[prev in list] [next in list] [prev in thread] [next in thread] 

List:       linux-ha-dev
Subject:    Re: [Linux-ha-dev] More on ipfail bug
From:       Kevin Dwyer <kevin () pheared ! net>
Date:       2003-05-15 13:21:23
[Download RAW message or body]

On Thu, 15 May 2003 05:08:10 -0600
Alan Robertson <alanr@unix.sh> wrote:

> Rafal Lewczuk wrote:
> >>Inserting sleep(3) at the beginning of msg_ping_nodes() resulted in
> >>ipfail working correctly (not doing failover when both nodes die).
> > 
> > 
> > First I meant I have to wait one heartbeat tickle (assuming one
> > second, that after that both nodes will know that ping node is dead.
> > But after waiting one second it was still racing (however, it was
> > less likely that we'll have unneeded failover), two seconds were
> > also a bit too short: it sometimes switched (rare, but still...).
> 
> Presumably waiting one "heartbeat interval" + 1 second should allow
> this to work correctly.  The fix of something as simple as a "sleep"
> makes me a little nervous, I confess...  I tend to not like to block
> in this kind of event-driven program.

Yes, the drawback to sleep()ing here is that once you've slept "long
enough" various things that you thought were true may no longer be true.
Also, if both sides get into this sleep, you'll still have the same
problem, just delayed by the sleep time.

The best solution is to do what Alan and I have discussed which is to
keep ipfail from acting until a period has passed, and things haven't
changed which would make an action unnecessary.  It's not necessary to
block the program during this time, and not really advisable.

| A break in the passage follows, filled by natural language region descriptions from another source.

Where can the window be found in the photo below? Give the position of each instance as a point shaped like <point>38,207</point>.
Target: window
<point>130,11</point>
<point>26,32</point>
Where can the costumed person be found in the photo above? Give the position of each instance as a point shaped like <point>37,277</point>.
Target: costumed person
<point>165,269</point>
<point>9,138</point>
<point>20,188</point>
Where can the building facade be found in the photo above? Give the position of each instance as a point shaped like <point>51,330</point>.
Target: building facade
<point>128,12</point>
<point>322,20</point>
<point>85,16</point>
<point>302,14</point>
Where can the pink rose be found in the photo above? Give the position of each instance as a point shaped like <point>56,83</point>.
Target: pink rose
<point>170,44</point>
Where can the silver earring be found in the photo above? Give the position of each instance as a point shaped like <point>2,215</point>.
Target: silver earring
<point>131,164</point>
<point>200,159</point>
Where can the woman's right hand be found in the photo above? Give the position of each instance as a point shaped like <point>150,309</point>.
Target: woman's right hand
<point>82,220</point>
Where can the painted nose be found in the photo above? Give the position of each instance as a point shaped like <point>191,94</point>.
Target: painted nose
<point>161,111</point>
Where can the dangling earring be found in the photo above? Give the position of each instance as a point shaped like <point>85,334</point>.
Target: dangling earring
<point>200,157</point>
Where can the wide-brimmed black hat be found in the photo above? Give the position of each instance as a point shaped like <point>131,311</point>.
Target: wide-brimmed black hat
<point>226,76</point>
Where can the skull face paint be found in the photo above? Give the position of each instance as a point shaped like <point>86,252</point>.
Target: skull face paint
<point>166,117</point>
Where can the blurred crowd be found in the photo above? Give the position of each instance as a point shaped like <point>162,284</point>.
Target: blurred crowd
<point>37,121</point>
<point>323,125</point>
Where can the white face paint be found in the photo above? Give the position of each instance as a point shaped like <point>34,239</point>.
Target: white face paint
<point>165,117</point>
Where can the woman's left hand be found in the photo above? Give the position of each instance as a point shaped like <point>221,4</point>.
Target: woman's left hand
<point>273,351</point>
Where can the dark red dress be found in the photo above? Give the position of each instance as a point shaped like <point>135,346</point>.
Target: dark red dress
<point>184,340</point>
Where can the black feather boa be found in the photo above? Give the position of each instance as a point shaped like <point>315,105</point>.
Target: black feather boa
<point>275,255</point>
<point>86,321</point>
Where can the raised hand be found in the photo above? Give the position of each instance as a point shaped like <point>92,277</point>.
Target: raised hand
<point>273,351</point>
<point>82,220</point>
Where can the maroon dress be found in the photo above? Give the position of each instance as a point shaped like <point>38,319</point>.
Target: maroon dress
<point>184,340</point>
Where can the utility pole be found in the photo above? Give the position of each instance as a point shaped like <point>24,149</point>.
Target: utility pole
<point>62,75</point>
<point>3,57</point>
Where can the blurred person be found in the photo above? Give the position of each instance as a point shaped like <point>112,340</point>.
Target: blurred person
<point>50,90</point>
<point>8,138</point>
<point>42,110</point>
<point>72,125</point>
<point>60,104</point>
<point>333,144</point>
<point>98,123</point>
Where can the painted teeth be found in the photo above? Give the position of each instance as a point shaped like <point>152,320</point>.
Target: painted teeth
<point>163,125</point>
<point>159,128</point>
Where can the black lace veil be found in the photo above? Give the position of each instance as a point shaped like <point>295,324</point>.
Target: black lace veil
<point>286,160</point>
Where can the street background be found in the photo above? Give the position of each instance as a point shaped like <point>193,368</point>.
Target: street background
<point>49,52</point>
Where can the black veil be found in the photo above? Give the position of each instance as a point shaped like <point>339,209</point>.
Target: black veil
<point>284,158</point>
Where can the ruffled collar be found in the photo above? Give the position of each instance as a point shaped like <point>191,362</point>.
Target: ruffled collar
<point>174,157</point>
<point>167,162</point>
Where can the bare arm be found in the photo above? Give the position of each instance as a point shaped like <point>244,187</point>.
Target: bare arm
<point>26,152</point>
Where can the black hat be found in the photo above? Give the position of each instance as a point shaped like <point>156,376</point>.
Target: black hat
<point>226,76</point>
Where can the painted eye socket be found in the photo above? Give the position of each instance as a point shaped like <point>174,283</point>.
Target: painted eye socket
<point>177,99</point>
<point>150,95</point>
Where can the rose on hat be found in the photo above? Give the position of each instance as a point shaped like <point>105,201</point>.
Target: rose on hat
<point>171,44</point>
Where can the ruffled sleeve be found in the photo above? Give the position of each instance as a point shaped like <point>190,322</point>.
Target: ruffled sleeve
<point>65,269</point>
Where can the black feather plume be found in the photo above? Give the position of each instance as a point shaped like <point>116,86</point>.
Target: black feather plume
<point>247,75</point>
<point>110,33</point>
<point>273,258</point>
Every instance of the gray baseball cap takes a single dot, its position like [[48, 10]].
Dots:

> We've talked about this on the list before.  Kevin has been preparing
> for final exams in college, and has just finished them today.  Perhaps
> he'll have time to look at this after he's unwound a little from
> finals ;-)

"Hint, Hint" :)

I think I may poke at it tonight and see if I can come up with at least
a rough sketch of what should be happening.


-- 
/* kevin@pheared.net               http://pheared.net/devel/ */
/* Network Security Engineer       http://pheared.net/~kevin */
/* Sabotage will set us free.   Throw a rock in the machine. */
/*   >++++++++++[<++++++++++>-]<.+++++.----.[-]++++++++++.   */
_______________________________________________________
Linux-HA-Dev: Linux-HA-Dev@lists.community.tummy.com
http://lists.community.tummy.com/mailman/listinfo/linux-ha-dev
Home Page: http://linux-ha.org/
[prev in list] [next in list] [prev in thread] [next in thread] 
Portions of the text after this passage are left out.